Il territorio desertico, però, richiede addestramenti particolari e una forza logistica notevole. Per questo l’impegno militare richiesto non è secondario: basti pensare a come potranno essere instradati i 150 mezzi che l’Italia invierà nella regione, sbarcandoli in Benin e poi facendoli proseguire con un viaggio estremamente lungo e difficile fino alla zona “delle tre frontiere”.

Altra questione: i francesi, finora gelosissimi della loro presenza nella regione ex-coloniale francofona, non hanno mai voluto altre presenze straniere. Macron ora ha cambiato strategia, probabilmente sotto la spinta dei costi, delle difficoltà logistiche e anche di una visione maggiormente pan-europea. Un altro segnale della novità di alcune scelte macroniane.

Da sottolineare poi la presenza al G5 per il Sahel dei rappresentanti sauditi, degli Emirati e degli Stati Uniti. La loro presenza era stata auspicata per motivi strategici ed economici: come trovare, infatti i 400 milioni di euro necessari annualmente per mantenere la forza di “Haw Bi”? I sauditi verseranno 100 milioni di euro, gli Emirati 30, gli Usa 60, l’Ue 50, i Paesi del Sahel 10 l’uno… Rispetto alla riunione di febbraio, di passi avanti se ne sono fatti molti, in quanto a finanziamenti. E la scelta anti-terroristica dei nuovi corsi di governo nella penisola arabica sembrano confermati.

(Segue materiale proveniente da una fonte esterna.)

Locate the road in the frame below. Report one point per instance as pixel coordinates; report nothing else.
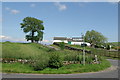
(111, 72)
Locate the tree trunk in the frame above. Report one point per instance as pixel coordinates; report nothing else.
(32, 40)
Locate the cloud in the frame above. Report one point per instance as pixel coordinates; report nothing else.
(8, 38)
(60, 6)
(1, 19)
(60, 0)
(32, 5)
(13, 11)
(7, 8)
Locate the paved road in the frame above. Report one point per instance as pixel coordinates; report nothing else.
(111, 72)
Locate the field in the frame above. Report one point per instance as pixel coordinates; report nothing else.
(46, 60)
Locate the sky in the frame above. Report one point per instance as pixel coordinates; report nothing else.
(60, 19)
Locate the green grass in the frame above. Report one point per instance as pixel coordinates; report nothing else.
(72, 68)
(22, 50)
(33, 50)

Mali France President Macron

Ci si interroga egualmente sull’efficacia della presenza di soldati stranieri nella regione. Se la loro attuale azione appare abbastanza efficace sul fronte della lotta antiterroristica, meno si può dire per quella anti-migranti. La presenza italiana avrà in primis questa finalità di contrasto ai flussi migratori. Ma non è detto che soldati impreparati al deserto come i nostri possano essere veramente efficaci una volta sul terreno. Come agiranno? Ovviamente non spareranno sui convogli di migranti, ma come agiranno, secondo quali “protocolli d’ingaggio”? Come costringeranno i candidati immigrati in Europa a tornare alle loro case? Certamente il traffico di esseri umani deve essere interrotto, e quindi una forza di polizia è necessaria nei confini infiniti del deserto. Ma le forze straniere dovrebbero essere al servizio di quelle del Niger, burkinabé o maliane.

Ma è qui che casca l’asino: la missione degli europei, sostenuti da arabi e statunitensi, rischia di essere guidata dalla consueta mentalità colonialista, direi piuttosto neocolonialista (era proprio necessario incontrarsi per il G5 in un castello, simbolo della mentalità colonialista dei regimi europei?), in cui ovviamente, per la sproporzione dei mezzi tra le parti impegnate nell’operazione, il comando sarà sempre e solo franco-europeo, relegando i soldati e le intelligence locali a una funzione secondaria di supporto. Il dossier è da monitorare: l’Europa non può permettersi altri scivoloni in materia di diritti umani e non può più sostenere una mentalità che non lasci le giuste responsabilità agli autoctoni, come da tutti affermato nel recente vertice di Abidjan.